Home » Archives » February 2008 » Holding Down Your Chowder
[Previous entry: "No Drumroll, Please!"] [Next entry: "Strike Update"]
02/02/2008: Holding Down Your Chowder
In looking over my last post, I think I should point out that the examples I cited aren't only used to delay the arrival of a pun. They're also generally part of a joke in themselves, in which a character, searching for a polite way to say something, comes up with the most impolite way possible. It usually looks like this:
He was -- how can I put this delicately? -- a rat-bastard.

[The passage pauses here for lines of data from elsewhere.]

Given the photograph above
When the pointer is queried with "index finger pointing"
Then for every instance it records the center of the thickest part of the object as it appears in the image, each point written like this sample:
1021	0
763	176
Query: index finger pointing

Again, I object on the grounds that the joke is painfully familiar and hopelessly telegraphed. Once you hit the word "delicately," you know what the joke is. The only possible pay-off that'll surprise the reader/audience is the particular choice of epithet that's coming along next. And they're still going to wince at the utter clamminess of the set-up.
That doesn't mean that you can't mine this joke area. The idea of someone trying to find an inoffensive word and failing has some humor potential. Just put in the extra effort and see if you can find another way to get there. For example, maybe you could have your character, realizing they're in mixed company, suppress the word they're looking for, then scream "rat-bastard!" half-way through the next page in the middle of someone else's heartfelt line. Same joke area, much bigger pay-off.
There's a good general lesson there, of course. Don't throw the chowder out with the clams. Often the general idea of a joke is good, even if the execution of one particular take on that idea has gone bad.
Lunch: cheese and crackers with real-sugar Coke, not corn-syrup Coke. It's imported from Mexico. You can find it if you know where to look.